In questo caso si parla di parto eutocico con episiotomia. Quindi per aiutare il bambino ad uscire il ginecologo pratica una piccola incisione sulla parete vaginale e sui muscoli del perineo. Si tende a ricorrere a questa pratica nei momenti di estrema necessità perché potrebbe portare delle conseguenze spiacevoli alla mamma quali: lenta cicatrizzazione, soffrire di incontineza urinaria o fecale.
Per avere una maggiore conoscenza sull’episiotomia c’è un nostro approfondimento che tratta proprio l’argomento.
Travaglio distocico: significato e perché vi si ricorre
Il parto distocico è anche detto parto operativo, in quanto il bimbo non nasce naturalmente perché sono necessari degli strumenti che lo aiutino come il forcipe o la ventosa.
Come si fa a scoprire se è necessario ricorrere a un parto del genere? Già l’ecografia o anche la durata del travaglio stesso possono dare questa indicazione. Di solito questo tipo di travaglio dipende dalla distocia fetale, cioè il bambino è troppo grande rispetto alle dimensioni pelviche oppure ha una posizione anomala.

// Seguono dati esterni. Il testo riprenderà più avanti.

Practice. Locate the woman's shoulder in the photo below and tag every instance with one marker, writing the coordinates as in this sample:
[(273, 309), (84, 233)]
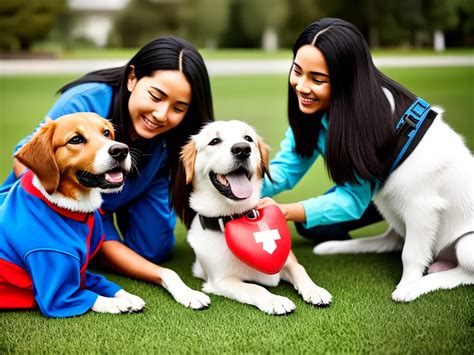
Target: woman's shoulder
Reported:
[(92, 89)]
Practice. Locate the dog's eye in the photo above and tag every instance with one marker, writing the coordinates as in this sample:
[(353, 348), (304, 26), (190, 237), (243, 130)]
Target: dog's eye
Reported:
[(77, 140), (215, 141)]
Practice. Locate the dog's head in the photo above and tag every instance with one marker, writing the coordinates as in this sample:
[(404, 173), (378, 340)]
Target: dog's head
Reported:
[(76, 153), (223, 166)]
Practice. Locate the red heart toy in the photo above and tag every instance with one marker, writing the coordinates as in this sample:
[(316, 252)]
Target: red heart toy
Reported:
[(262, 243)]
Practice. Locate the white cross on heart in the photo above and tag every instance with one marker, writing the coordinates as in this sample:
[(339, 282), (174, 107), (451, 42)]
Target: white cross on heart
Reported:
[(267, 238)]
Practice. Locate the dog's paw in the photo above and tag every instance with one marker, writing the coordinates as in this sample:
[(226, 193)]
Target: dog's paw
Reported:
[(316, 295), (112, 305), (183, 294), (137, 303), (326, 248), (276, 305), (406, 293)]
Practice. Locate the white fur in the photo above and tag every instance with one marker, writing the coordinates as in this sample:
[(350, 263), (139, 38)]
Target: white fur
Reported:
[(122, 302), (429, 202), (222, 272)]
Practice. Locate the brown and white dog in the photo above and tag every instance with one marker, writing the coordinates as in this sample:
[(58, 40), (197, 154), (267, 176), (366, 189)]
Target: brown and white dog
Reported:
[(222, 171), (71, 161)]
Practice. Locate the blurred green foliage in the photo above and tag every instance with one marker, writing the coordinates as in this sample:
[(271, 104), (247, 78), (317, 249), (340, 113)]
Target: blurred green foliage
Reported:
[(22, 22)]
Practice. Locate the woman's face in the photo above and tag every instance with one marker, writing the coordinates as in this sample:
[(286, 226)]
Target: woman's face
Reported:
[(310, 79), (158, 102)]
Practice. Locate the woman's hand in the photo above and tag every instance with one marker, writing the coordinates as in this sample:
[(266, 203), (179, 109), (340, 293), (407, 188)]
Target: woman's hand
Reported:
[(292, 211)]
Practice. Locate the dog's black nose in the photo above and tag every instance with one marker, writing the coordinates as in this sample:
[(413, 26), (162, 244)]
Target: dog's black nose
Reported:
[(118, 151), (241, 150)]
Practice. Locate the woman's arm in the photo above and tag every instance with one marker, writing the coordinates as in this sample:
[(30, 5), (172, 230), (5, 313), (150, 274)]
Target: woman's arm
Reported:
[(287, 168), (340, 204)]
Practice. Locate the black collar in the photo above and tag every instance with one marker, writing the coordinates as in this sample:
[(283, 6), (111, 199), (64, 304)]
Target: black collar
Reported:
[(218, 223)]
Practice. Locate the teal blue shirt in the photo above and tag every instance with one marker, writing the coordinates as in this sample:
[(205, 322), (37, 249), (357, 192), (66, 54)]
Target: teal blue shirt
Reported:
[(343, 203)]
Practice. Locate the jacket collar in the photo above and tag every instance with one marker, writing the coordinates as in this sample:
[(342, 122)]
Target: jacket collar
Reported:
[(27, 184)]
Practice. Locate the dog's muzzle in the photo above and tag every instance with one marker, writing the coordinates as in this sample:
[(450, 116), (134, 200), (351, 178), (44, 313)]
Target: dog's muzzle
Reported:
[(111, 179), (235, 185)]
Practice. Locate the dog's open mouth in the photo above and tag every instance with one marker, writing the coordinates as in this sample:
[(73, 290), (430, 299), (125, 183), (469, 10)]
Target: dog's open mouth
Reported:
[(235, 185), (111, 179)]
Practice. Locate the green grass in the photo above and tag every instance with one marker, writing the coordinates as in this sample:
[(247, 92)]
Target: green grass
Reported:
[(362, 319)]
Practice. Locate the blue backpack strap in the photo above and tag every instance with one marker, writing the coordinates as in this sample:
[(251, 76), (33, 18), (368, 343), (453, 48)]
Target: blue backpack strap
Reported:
[(411, 128)]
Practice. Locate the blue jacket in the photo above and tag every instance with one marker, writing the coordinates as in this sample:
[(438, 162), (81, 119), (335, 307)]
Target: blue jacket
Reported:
[(44, 252), (149, 229), (342, 203)]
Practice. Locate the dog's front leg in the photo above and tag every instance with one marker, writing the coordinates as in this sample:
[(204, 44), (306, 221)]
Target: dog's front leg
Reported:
[(418, 248), (182, 293), (295, 273), (255, 295)]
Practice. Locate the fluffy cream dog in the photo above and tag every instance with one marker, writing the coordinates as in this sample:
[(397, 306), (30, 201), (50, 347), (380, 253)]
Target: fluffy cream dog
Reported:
[(429, 203), (222, 172)]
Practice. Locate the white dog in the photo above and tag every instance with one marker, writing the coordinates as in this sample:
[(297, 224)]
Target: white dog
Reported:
[(429, 202), (225, 163)]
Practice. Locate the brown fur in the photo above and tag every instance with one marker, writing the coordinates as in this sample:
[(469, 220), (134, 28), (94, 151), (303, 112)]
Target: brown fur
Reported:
[(54, 161)]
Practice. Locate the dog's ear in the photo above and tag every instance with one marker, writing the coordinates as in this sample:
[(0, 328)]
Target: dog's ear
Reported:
[(188, 158), (38, 156), (264, 167)]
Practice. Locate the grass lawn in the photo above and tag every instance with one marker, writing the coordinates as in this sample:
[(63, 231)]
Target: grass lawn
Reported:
[(363, 318)]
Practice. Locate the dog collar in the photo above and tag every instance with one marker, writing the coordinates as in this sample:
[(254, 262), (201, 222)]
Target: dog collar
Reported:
[(218, 223), (27, 184), (411, 128)]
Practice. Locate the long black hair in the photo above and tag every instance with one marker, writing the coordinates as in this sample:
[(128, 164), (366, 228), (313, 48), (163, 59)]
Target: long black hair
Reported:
[(361, 124), (163, 53)]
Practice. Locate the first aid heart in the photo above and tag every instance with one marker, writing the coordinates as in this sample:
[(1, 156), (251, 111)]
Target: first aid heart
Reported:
[(263, 242)]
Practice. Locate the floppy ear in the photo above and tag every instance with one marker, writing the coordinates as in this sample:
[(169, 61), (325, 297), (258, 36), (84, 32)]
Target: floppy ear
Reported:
[(264, 167), (188, 158), (38, 156)]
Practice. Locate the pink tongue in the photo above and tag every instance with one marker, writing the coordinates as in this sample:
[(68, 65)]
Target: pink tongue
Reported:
[(114, 176), (240, 185)]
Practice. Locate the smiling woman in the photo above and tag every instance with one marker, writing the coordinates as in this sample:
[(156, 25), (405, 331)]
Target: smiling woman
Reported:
[(155, 102)]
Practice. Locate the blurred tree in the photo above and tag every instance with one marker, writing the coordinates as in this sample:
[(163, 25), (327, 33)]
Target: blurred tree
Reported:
[(300, 14), (206, 20), (463, 34), (22, 22), (441, 15), (142, 20), (262, 20)]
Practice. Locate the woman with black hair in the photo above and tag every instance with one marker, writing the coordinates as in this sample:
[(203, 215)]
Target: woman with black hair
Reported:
[(155, 101), (342, 107)]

Anche in questo caso sono due le casistiche da considerare:
- sproporzione feto-pelvica: il parto può avvenire in modo naturale se l’aumento della durata del travaglio ripristina una normale progressione, il peso del feto è inferiore ai 5kg in donne senza diabete o a 4.5 kg in donne con diabete. Se inceve la progressione del parto è più lenta, si valuta quindi di procedere con un parto operativo mediante una ventosa, un forcipe o un parto cesare;
- posizione occipito-posteriore: in questo caso è probabile che si intervenga con un forcipe, una ventosa o con un parto cesareo per evitare di provocare danni al bambino;
- posizione podalica, questa può essere di tre tipi: 1) franca – i fianchi del feto sono flessi e le ginocchia estese; 2) completa – il feto sembra seduto con cosce e ginocchia flesse; 3) piede singola o doppia – una o tutte e due le gambe sono estese e si presentano prima delle natiche.
In questi casi, il rischio è che la testa del bambino si incastri o peggio con la posizione podalica c’è il rischio che il cordone ombelica venga compresso causando un’ipossia fetale. Situazioni che si possono evitare con dei controlli precedenti.
Quindi, come si è visto, la distocia può essere materna o fetale perché dipendente dalla forma del bacino della mamma oppure dalla posizione del bambino.
E voi unimamme eravate a conoscenza di queste differenze tra parto eutocico e distocico?